Tajuden Soroush is an Afghan journalist who has been a producer for Afghanistan National Television and a journalist for BBC News. He was present at the May 2017 Kabul bombing in which another BBC employee died, and in September 2021 provided reports used by the international media on the Islamic Emirate of Afghanistan and the Panjshir conflict. As of September 2021, Soroush works for the television station Iran International.

==Education==
Tajuden Soroush states that he graduated with a bachelor's degree in journalism at Kabul University in 2012 and a master's degree in "media, campaigning and social change" from the University of Westminster in 2019.

==Career==
In 2014 Soroush was the producer of Open Jirga, an Afghanistan National Television program created in 2012, in which a live audience questioned a panel of prestigious guests including governmental, religious and educational authorities and human rights activists. Open Jirga had an estimated audience of 2–3 million Afghans. Soroush called for the audience to ask the "hardest possible questions" to the panel members, and to repeat the questions if "the answers were not satisfying".

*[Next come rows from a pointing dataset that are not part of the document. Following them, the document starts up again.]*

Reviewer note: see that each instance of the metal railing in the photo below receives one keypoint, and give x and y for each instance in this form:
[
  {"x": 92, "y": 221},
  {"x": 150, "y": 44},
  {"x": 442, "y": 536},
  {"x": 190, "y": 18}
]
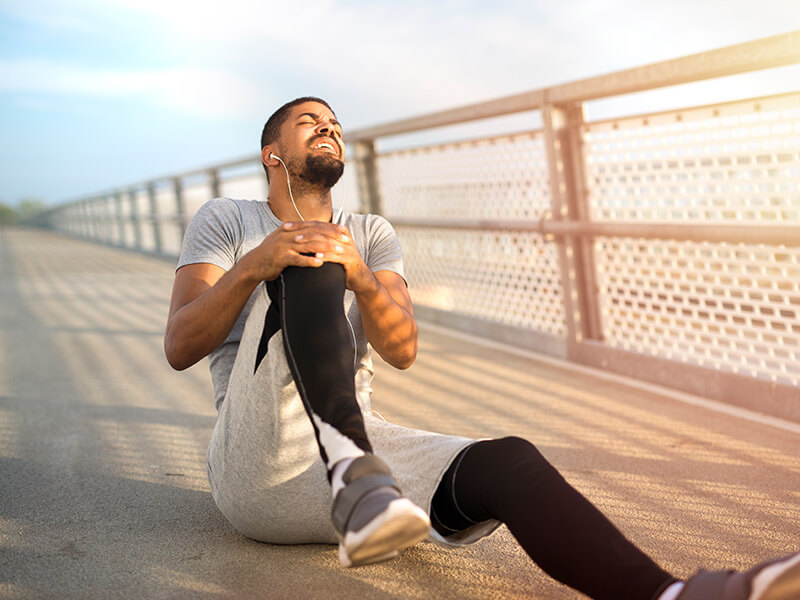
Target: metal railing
[{"x": 661, "y": 246}]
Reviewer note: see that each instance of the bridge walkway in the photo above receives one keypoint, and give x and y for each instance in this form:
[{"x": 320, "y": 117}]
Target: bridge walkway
[{"x": 102, "y": 481}]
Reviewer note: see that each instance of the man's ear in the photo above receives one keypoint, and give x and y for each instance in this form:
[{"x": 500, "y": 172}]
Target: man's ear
[{"x": 265, "y": 157}]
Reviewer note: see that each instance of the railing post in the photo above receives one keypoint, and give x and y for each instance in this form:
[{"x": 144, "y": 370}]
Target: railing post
[
  {"x": 120, "y": 219},
  {"x": 180, "y": 207},
  {"x": 369, "y": 191},
  {"x": 108, "y": 228},
  {"x": 137, "y": 222},
  {"x": 213, "y": 182},
  {"x": 564, "y": 140},
  {"x": 151, "y": 195},
  {"x": 87, "y": 219}
]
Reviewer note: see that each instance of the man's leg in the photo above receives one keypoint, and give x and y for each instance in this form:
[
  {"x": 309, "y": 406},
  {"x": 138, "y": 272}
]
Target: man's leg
[
  {"x": 319, "y": 347},
  {"x": 373, "y": 520},
  {"x": 509, "y": 480}
]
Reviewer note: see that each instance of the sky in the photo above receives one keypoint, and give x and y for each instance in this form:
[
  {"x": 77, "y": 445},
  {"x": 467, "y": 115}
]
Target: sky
[{"x": 98, "y": 94}]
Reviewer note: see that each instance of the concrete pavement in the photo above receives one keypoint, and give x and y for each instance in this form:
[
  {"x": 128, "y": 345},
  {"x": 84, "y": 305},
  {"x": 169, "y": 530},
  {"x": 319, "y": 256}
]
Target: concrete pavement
[{"x": 102, "y": 480}]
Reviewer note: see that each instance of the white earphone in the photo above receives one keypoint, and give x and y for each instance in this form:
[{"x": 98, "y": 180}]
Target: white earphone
[{"x": 288, "y": 184}]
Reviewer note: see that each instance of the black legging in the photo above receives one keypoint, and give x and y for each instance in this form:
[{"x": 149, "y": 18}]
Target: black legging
[
  {"x": 306, "y": 305},
  {"x": 509, "y": 480}
]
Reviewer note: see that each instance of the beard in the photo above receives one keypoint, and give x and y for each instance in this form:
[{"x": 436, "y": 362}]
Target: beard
[{"x": 322, "y": 170}]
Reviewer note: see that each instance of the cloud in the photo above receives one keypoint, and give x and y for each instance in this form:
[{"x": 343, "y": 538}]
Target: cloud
[{"x": 202, "y": 92}]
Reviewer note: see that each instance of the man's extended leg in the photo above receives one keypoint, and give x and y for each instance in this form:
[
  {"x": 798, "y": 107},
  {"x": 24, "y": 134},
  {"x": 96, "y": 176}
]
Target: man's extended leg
[
  {"x": 373, "y": 520},
  {"x": 509, "y": 480}
]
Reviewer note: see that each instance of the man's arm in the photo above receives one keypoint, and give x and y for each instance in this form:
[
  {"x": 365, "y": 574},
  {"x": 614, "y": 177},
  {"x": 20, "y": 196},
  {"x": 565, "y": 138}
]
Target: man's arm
[
  {"x": 388, "y": 318},
  {"x": 206, "y": 300},
  {"x": 383, "y": 301}
]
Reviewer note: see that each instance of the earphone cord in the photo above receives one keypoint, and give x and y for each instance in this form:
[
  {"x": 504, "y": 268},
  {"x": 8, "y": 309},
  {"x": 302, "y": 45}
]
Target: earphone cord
[
  {"x": 336, "y": 218},
  {"x": 289, "y": 185}
]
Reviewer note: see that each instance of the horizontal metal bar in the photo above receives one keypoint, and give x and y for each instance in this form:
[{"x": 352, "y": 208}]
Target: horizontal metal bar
[
  {"x": 753, "y": 393},
  {"x": 774, "y": 235},
  {"x": 765, "y": 53}
]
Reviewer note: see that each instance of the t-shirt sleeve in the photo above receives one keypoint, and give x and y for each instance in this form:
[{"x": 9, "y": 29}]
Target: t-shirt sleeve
[
  {"x": 213, "y": 235},
  {"x": 384, "y": 252}
]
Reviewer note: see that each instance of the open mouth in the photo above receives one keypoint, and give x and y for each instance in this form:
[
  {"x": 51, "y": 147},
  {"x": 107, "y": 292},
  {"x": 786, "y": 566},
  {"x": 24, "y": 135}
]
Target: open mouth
[{"x": 327, "y": 146}]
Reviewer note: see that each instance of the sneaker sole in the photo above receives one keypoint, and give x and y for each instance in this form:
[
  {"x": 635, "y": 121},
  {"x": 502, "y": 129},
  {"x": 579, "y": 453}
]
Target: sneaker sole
[
  {"x": 780, "y": 581},
  {"x": 401, "y": 525}
]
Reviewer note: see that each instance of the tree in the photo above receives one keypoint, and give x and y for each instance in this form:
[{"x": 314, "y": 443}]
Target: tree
[{"x": 8, "y": 216}]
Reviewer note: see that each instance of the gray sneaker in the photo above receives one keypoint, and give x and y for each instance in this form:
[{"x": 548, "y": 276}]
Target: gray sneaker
[
  {"x": 373, "y": 520},
  {"x": 774, "y": 580}
]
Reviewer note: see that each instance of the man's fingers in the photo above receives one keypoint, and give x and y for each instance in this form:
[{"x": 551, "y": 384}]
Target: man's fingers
[{"x": 303, "y": 260}]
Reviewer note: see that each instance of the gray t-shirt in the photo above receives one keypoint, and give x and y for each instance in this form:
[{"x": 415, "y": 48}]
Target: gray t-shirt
[{"x": 224, "y": 230}]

In 2017 and 2018 Soroush was a reporter for BBC Afghan. He was a passenger in a car near the site of the May 2017 Kabul bombing. The driver of the car, Mohammed Nazir, also working for BBC Afghan, died from the bombing.

As of September 2021, Soroush works for the Persian television station Iran International.

==Reports==
In September 2021 international media used reports by Soroush on the Panjshir conflict, human rights violations by the Islamic Emirate of Afghanistan and Taliban Cabinet appointments.